In health practice, the quarantine refers to the separation of persons or communities who are exposed to an infectious disease. Isolation, in contrast, applies to the “separation” of persons who are known to be infected. Of importance is that isolation and quarantine can be voluntary or imposed by law. However, these classical public health measures are usually of limited utility for highly transmissible diseases. Other tools that the public health has at hand are social distancing and community containment. The primary goal of such measures is to prevent person-to-person spread of infection in order to interrupt the transmission of disease.
In this view, oncologic patients need to be evaluated and balanced whether to continue, stop, or postpone the start of treatments. For radiotherapy with curative intent, prolongation of the prescribed overall treatment time has been linked to inferior clinical outcomes [1,2,3]. Prospective and retrospective studies have also shown that treatment interruptions and prolongation can increase the risk of local recurrence by up to 2% per day for certain malignancies [4].
Despite the current coronavirus pandemic, radiation departments already suffer from non-compliance of patients. The published non-compliance rate is significantly associated with higher age, male gender, advanced stage of tumor, administration of concomitant chemotherapy, and greater travel distance of patients to avail radiotherapy [5].
The understanding of radiobiology and recent advances of technologies had evolved to modified fractionations, which can shorten overall treatment times. Motivations for developing protracted radiotherapy regimens relate not only to tumor control, but also to benefit the patients and health services in terms of convenience and cost.
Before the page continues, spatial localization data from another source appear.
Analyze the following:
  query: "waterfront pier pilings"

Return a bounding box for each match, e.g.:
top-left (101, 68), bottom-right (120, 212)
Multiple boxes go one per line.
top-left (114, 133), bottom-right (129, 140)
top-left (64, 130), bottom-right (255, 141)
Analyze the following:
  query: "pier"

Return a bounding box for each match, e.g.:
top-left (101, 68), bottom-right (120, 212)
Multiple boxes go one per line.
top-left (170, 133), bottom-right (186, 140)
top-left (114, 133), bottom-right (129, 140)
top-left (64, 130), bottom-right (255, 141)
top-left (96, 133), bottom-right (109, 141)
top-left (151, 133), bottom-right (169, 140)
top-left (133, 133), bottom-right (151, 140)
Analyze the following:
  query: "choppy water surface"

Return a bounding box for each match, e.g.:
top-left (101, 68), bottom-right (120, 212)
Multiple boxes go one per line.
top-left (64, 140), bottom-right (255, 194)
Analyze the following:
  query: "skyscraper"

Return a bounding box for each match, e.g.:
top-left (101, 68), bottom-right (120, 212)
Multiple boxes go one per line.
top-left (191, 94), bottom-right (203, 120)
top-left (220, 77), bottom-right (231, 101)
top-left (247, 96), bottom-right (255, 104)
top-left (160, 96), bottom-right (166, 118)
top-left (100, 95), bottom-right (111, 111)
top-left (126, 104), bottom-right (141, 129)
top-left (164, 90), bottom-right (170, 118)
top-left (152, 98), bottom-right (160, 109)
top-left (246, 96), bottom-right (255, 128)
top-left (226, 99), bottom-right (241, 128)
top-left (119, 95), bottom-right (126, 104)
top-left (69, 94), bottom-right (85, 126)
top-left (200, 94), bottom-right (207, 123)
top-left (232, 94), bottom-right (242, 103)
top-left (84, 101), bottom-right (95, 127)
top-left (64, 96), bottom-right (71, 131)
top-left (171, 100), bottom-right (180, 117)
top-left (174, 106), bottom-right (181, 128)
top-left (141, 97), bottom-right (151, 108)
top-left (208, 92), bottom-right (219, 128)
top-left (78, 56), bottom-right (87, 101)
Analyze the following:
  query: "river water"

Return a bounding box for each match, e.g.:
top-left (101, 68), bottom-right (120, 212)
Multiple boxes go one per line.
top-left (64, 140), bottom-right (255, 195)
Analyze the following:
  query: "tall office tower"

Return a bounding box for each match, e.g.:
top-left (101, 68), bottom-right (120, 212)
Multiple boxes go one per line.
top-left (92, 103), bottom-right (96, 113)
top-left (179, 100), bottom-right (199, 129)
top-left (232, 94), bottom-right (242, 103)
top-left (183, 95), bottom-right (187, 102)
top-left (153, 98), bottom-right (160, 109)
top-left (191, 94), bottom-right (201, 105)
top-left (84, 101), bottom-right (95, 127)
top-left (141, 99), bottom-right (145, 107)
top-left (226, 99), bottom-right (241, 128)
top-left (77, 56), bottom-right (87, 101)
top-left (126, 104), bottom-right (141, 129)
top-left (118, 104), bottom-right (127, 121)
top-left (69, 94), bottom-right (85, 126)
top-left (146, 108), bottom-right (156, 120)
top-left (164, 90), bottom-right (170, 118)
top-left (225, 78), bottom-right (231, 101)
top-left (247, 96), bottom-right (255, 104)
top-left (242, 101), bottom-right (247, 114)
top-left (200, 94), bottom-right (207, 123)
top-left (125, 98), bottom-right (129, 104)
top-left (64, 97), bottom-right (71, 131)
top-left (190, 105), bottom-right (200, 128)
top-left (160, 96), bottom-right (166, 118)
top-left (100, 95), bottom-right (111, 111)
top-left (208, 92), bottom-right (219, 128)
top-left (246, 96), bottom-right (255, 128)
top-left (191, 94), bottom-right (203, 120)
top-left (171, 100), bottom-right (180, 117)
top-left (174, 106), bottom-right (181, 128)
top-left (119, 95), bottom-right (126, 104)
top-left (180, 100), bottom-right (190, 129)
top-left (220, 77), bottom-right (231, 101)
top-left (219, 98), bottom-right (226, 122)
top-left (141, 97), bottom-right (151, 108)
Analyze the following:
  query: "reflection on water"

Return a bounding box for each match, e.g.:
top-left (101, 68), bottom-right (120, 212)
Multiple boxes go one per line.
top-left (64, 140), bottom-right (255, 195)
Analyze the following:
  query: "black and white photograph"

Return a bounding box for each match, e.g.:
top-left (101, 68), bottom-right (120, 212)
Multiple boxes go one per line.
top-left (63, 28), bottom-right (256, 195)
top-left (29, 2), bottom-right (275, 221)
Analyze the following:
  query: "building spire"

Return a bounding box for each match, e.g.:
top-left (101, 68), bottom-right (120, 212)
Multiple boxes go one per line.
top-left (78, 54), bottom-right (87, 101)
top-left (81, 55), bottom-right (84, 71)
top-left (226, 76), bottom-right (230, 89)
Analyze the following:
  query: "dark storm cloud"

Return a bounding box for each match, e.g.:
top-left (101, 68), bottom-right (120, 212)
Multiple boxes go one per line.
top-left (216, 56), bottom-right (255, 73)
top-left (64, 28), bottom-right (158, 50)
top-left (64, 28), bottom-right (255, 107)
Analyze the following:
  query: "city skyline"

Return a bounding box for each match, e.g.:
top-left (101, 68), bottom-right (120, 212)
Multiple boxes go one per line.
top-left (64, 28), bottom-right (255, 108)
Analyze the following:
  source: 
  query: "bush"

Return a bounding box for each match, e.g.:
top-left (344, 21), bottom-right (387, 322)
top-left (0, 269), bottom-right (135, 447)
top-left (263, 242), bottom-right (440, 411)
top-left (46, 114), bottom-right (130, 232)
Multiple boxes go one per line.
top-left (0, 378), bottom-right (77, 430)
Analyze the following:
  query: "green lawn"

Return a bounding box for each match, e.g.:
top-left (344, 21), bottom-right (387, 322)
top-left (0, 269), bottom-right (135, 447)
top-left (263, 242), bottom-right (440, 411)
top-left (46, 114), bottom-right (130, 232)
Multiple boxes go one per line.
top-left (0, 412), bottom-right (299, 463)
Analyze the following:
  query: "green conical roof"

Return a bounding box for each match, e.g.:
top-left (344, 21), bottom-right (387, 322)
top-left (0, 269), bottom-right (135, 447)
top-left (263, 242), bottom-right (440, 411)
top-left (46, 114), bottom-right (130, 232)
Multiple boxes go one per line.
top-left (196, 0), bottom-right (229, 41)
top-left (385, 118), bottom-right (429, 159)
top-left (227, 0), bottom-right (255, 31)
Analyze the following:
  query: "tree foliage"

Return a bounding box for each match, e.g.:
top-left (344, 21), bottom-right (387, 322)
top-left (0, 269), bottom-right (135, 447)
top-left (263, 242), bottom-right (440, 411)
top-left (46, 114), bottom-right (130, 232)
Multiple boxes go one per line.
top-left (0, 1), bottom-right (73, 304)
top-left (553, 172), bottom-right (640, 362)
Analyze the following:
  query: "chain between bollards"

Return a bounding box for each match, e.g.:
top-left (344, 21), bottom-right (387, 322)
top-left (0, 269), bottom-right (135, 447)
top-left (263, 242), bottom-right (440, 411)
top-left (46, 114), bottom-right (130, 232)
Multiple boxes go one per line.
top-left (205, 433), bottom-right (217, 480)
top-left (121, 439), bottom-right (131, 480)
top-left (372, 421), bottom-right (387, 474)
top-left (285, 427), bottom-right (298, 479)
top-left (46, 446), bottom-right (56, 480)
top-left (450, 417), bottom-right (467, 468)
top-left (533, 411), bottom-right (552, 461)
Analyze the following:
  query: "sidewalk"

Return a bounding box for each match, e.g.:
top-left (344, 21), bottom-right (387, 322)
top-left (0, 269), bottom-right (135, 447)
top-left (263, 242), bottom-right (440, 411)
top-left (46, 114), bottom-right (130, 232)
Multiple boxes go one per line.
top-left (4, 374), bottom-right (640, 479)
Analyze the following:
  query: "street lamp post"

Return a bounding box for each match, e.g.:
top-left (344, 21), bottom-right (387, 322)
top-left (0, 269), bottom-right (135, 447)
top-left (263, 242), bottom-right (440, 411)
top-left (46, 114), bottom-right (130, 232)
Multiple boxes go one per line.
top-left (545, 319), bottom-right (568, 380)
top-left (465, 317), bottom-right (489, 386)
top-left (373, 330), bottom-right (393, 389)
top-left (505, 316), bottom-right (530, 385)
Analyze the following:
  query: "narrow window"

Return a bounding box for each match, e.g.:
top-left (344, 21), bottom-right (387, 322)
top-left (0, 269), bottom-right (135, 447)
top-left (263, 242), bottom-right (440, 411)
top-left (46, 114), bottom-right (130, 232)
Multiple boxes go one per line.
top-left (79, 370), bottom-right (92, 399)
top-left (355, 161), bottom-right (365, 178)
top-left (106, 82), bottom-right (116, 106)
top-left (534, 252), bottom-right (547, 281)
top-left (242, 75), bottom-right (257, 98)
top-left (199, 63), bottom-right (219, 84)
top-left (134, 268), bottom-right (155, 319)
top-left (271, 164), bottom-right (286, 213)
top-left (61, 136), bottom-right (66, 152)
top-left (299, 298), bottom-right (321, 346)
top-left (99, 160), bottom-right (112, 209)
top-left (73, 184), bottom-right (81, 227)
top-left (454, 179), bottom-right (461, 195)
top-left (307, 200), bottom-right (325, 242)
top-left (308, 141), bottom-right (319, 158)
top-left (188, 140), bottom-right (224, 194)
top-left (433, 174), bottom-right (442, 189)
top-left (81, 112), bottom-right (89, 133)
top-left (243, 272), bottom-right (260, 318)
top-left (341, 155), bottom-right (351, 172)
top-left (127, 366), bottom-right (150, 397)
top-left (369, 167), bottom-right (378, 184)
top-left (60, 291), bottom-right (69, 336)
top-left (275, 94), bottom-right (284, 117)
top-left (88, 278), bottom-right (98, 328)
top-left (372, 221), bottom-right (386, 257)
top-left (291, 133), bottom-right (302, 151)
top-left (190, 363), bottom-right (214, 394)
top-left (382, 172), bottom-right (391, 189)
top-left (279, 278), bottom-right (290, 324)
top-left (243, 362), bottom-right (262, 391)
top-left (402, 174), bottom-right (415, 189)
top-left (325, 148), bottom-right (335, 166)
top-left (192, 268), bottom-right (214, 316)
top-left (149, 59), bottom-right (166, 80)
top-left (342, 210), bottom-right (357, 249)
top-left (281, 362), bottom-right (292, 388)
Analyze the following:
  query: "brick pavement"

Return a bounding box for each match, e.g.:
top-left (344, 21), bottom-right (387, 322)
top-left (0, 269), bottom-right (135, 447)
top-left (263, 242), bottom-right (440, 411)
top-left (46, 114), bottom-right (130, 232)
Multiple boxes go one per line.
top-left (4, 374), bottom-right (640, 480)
Besides brachytherapy, other altered fractions treatments such as moderated hypofractionation (IGRT) or ablative treatment regimens using stereotactic body radiotherapy (SBRT), are measures, which can reduce departments workload, but all of these are given in a certain number of fractions for each tumor site, in general ranging from 3 to 20 fractions.
During quarantine or social isolation, it is relevant to protect and support oncologic patients, particularly those under radiotherapy whose treatments shall not be interrupted. The use of modified fractions and actions to maintain patients in radiation treatment should be individually tailored. In a recent publication, just 24 days after Wuhan lockdown, Wei et al. investigated situations of radiation therapy centers in five provinces in China (Guangdong, Hunan, Anhui, Zhejiang, and Jiangxi). In these areas, there are 160 linear accelerators in 74 hospitals. Based on survey results from all hospitals, 88% of them declared to provide radiation treatment for patients with negative screening results. For patients asymptomatic with an epidemic travel history, 70% of hospitals believed that these patients could be treated after 14 days of isolation. For confirmed coronavirus-infected patients who had been cured, all hospitals showed a more cautious attitude, with up to 39% of hospitals indicating that they would not provide radiation treatment for such patients. In terms of protective measures, 93% of radiotherapy centers have created restricted areas for patients receiving radiation treatment. For the safety of cancer patients and medical staff, the strategy to manage patients who require radiation included: 1. All patients were screened before the initial evaluation for radiation therapy and classified into confirmed cases, suspected cases, cases that required medical isolation, and cases with negative screening results. For patients with negative screening, if they were early-stage cancer patients or if radiation therapy intervention was urgently needed, the nearest radiotherapy center was considered; for patients with locally advanced tumors, a neoadjuvant chemotherapy regimen, followed by an appropriate delay of radiation therapy was recommended. For patients who were already receiving radiotherapy, treatment should be continued, and radiotherapy doses appropriately adjusted based on biological effects. 2. Radiation treatment room and nearby areas should be thoroughly disinfected during treatment intervals. 3. Reasonable protective measures should be provided to patients and radiotherapy staff. 4. Patients were encouraged to use online platforms for medical consultation, and to receive treatment in the nearest hospital to reduce an exposure to crowds [6].
The present pandemic places cancer patients in an even worse situation. It is particularly important to determine patients’ risk of disease progression and coronavirus exposure. Decisions based on the risk of cancer progression need to be undertaken for each individual patient. Interventions such as communication with other support health professionals can reduce distress in patients receiving radiotherapy during the present coronavirus pandemic.